Alhaji Tella, who is also a Senior Research Fellow, Mass Communication Department, Faculty of Information and Communication Sciences, University of Ilorin regretted that journalism in Nigeria should be run as a professional body as applicable in the NBA, NMA and other professional bodies that have regulatory councils in the country.
The veteran journalist disclosed that the Nigerian Press Council , the Guild of Editors and the NUJ made a grievous technical mistake by standing up against the Nigerian Press Council Act which they claimed would stifle freedom of opinion and freedom of the press but rather, he said such act was in cognisance with the principle of justice and best practices in journalism globally.
Alhaji Tella commended Nigerian journalists for fighting for the independence, sustenance and restoration of democracy as well as for fighting corruption, intimidation and lawlessness.
Ahead of the 2019 polls, he cautioned journalists to keep their heads and integrity while reporting electoral matters and to maintain decorum and fairness in their reportage warning that election will come and go but the unity of the country must be paramount in the discharge of our duties.
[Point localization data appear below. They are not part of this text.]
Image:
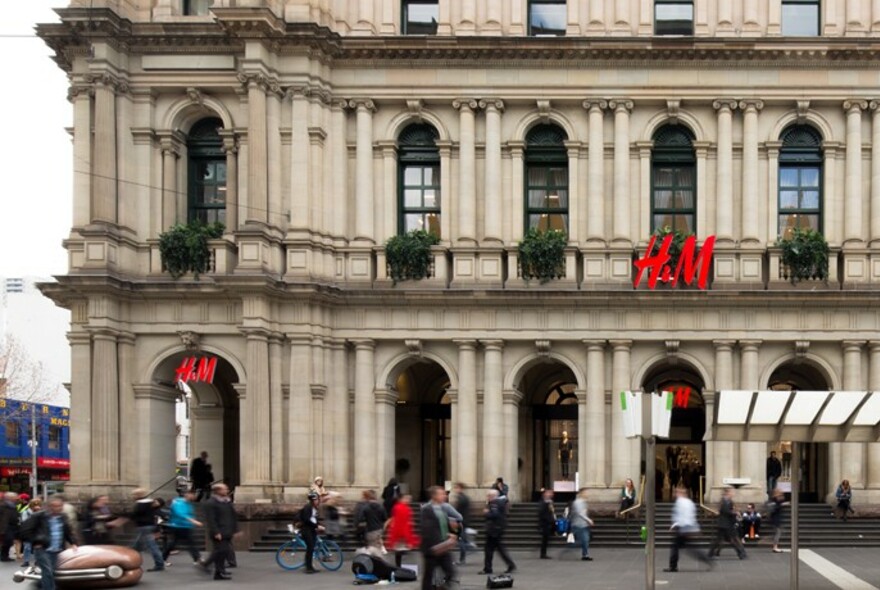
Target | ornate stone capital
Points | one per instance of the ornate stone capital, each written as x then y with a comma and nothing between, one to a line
751,104
495,104
619,105
460,104
362,104
598,104
720,104
856,105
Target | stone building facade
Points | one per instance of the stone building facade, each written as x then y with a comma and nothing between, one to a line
318,129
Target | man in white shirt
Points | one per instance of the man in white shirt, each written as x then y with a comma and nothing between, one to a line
685,525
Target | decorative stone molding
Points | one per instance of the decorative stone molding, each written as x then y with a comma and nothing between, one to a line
191,340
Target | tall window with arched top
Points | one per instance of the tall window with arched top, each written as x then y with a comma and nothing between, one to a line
674,180
206,186
418,179
800,180
546,178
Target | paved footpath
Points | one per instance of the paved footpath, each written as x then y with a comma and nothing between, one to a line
613,569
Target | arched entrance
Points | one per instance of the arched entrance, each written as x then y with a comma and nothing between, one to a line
422,454
802,376
205,414
550,406
680,460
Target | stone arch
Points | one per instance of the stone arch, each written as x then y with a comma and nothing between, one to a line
391,371
515,375
662,118
812,118
817,362
552,116
400,121
185,112
662,358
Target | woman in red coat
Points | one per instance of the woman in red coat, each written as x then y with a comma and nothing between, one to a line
401,536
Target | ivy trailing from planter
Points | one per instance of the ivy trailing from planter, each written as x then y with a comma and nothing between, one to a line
805,255
408,256
542,255
184,247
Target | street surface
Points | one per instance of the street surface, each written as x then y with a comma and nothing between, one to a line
613,569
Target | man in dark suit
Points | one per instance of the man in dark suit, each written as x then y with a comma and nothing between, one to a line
309,528
546,521
435,532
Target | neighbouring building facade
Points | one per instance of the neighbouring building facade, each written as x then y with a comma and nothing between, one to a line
316,130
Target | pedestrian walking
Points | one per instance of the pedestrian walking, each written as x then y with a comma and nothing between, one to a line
580,521
201,475
438,541
48,532
774,471
496,525
145,519
462,504
726,527
401,534
370,517
686,527
546,521
181,523
222,524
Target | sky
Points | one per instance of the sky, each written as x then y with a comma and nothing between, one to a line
36,151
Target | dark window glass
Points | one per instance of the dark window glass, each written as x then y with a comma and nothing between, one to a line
673,180
673,18
420,17
207,172
800,180
546,179
800,18
547,17
419,179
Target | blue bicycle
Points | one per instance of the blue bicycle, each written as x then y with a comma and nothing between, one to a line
292,554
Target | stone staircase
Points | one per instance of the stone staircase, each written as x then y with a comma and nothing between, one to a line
817,529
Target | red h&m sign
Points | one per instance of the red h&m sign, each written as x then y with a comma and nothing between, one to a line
196,370
659,263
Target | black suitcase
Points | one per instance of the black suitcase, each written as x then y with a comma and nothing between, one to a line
499,581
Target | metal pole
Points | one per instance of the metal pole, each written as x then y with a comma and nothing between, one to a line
795,509
648,491
34,450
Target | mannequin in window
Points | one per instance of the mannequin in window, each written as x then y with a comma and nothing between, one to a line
565,450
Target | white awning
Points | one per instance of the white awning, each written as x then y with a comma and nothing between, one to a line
798,416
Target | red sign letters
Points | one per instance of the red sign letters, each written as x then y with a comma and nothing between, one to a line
196,370
660,269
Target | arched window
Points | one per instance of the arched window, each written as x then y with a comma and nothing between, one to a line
206,188
546,178
800,180
418,179
674,180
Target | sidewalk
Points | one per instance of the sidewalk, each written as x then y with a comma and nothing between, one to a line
620,569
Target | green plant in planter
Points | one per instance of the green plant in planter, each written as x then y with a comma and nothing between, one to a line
184,247
408,256
542,255
805,255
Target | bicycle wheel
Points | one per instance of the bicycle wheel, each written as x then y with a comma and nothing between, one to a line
329,555
292,554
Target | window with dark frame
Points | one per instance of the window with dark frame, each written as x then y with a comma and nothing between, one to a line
418,179
420,17
674,180
547,18
800,180
801,18
207,172
674,17
546,178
He also implored media practitioners to apply the ethics of the profession without crossing the boundary of partisanship.
According to him, the military technically destroyed journalism and the media due to undue interference of the output of journalism while the freedom to publish was curtailed and draconian and obnoxious laws such as decree four were passed, journalists were jailed and newspaper houses were closed down.